Sin embargo, nada une a los habitantes de este país como lo hace la selección de fútbol. Pobres, ricos, honestos, delincuentes, beatos, ateos, personas de todas las edades y sexos, familias que estaban distanciadas. El Uruguay del “nomá” y del “nomás” parece compartir (al menos por dos horas) una misma mesa. Sólo unos pocos refunfuñan respecto del carácter estratégico del fútbol como negocio y como peligrosa distracción, y suelen quedar como aguafiestas. En estos días los temas habituales de agenda quedan en segundo plano, las clases que se pierden por las fechas uruguayas no importan tanto como las que se pierden por paros docentes. Todo parece estar en relativa comunión porque las diferencias las estamos encontrando fuera de nosotros, y pocas cosas unen más que un rival en común (alcanza con ver la espontánea alegría de tantos compatriotas por la salida de la selección argentina del campeonato).
Hace unos años un entrenador de un barrio pobre de Bella Unión me habló del problema de los padres y madres en los partidos de baby fútbol, de la presión que ejercen sobre sus hijos, que poco pueden disfrutar por las exigencias del mundo adulto. “Dejá al niño jugar, y que se divierta”, me repitió como frase de cabecera. Hace unos días un integrante de la selección hizo público un texto haciendo alusión al fútbol de su niñez, a la felicidad de lo simple, a la inocencia perdida. Pienso en cuántos de estos jugadores desearían entrar a la cancha llenos de esa candidez sin millones, de esos sueños hiperbólicos ya adheridos a sus músculos, jugar sin las presiones de un mundo adulto que ahora (más que nunca) es todo un país y un aparato mediático, y también lo son ellos mismos, ya maduros o camino a serlo, marcados por sus propios fantasmas.
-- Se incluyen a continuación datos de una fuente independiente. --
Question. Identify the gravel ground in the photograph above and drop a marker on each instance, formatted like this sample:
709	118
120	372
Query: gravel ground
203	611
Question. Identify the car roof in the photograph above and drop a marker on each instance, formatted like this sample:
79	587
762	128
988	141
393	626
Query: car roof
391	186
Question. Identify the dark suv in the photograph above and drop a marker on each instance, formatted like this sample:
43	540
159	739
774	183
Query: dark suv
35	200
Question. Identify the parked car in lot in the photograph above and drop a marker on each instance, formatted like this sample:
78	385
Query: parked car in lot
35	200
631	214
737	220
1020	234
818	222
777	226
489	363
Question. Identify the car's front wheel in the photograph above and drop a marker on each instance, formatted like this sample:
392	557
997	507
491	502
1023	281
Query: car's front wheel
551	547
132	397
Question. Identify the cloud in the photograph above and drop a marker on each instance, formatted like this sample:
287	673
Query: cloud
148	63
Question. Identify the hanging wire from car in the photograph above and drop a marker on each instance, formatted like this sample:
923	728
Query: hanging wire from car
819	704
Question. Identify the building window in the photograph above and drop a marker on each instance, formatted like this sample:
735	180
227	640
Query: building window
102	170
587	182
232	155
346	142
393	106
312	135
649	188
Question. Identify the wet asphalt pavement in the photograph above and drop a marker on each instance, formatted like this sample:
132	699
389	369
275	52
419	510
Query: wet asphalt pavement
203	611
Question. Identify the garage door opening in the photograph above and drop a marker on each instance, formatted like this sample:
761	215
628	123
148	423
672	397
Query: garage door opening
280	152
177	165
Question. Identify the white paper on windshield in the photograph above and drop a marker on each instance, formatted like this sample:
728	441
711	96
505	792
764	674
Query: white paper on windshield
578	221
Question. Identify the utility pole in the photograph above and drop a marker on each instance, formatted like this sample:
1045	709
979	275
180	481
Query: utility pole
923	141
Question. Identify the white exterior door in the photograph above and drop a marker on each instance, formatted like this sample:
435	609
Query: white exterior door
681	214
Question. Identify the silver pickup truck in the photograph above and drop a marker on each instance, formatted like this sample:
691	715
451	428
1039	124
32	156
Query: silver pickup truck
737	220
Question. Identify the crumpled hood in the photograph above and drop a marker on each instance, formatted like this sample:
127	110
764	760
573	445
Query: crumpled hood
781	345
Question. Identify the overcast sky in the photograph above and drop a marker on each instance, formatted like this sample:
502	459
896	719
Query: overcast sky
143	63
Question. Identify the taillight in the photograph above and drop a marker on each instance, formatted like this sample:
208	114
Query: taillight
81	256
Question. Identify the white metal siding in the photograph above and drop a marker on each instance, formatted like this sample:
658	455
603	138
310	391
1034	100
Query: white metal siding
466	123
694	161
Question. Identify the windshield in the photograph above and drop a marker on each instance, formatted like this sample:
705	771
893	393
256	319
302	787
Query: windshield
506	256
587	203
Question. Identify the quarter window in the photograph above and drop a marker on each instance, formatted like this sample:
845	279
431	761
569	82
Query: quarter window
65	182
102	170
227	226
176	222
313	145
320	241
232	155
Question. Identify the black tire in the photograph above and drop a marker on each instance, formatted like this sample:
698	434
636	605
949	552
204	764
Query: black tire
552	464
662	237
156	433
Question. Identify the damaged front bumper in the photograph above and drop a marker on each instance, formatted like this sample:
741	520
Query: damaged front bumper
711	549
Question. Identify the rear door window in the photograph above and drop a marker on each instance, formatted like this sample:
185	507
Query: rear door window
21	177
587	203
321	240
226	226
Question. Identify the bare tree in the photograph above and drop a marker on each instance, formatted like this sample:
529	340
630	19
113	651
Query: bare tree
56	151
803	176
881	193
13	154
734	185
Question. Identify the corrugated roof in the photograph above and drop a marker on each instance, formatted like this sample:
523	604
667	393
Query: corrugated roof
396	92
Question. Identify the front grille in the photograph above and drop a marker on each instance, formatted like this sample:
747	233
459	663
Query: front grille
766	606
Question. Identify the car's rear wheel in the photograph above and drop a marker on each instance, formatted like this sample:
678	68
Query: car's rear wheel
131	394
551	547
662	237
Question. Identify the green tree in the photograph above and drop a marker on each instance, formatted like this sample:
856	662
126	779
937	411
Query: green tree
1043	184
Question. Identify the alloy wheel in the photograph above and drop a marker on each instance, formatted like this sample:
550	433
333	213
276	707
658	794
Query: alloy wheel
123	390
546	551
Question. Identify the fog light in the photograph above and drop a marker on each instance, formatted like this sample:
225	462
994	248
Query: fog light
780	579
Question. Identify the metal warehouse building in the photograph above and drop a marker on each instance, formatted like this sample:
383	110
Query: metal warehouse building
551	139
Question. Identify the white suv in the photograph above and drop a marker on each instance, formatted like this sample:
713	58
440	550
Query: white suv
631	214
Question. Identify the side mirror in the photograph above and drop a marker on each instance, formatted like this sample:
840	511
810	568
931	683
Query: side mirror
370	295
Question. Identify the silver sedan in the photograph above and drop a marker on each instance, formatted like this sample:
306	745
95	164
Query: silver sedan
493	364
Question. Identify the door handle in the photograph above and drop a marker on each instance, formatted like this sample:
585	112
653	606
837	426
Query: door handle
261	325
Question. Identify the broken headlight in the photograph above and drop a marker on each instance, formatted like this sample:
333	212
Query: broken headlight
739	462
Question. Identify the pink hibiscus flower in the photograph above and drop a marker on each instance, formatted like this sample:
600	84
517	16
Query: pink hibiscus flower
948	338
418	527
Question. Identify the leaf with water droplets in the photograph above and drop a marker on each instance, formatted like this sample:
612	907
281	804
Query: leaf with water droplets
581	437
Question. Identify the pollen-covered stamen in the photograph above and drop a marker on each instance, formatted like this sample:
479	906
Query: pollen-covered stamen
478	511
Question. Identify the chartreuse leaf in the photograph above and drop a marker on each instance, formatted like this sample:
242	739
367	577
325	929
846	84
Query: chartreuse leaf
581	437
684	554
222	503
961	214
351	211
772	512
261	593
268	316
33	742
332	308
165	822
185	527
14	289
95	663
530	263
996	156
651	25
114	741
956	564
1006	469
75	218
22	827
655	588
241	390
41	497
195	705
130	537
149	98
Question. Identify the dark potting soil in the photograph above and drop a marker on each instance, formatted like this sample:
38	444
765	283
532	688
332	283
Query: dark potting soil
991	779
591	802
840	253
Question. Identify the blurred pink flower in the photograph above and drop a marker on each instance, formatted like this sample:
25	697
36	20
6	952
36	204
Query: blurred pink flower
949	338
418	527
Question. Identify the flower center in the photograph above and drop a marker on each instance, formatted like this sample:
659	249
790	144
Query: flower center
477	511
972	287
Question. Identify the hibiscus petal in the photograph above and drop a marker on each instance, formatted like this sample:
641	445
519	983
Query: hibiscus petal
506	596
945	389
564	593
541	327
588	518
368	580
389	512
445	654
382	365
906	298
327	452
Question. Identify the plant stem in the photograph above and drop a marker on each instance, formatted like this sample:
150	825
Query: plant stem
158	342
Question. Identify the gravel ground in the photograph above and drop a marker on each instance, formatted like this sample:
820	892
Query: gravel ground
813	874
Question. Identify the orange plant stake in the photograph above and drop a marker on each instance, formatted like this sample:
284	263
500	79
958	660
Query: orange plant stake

Entonces me dan ganas de desearles eso, que jueguen como ellos más sueñen, que gocen, que sean osados y, de ser posible, hagan felices a los niños, el mejor resultado para todo esto. La gloria es puro cuento –los mayores sin arrogancia lo sabemos–, podemos morderla y estar tristes (“es estrépito y ceniza”, escribe Borges, hablando del gaucho), pero qué lindo es tenerla entre las manos, al menos por un rato, para luego seguir peleando por lo que realmente importa.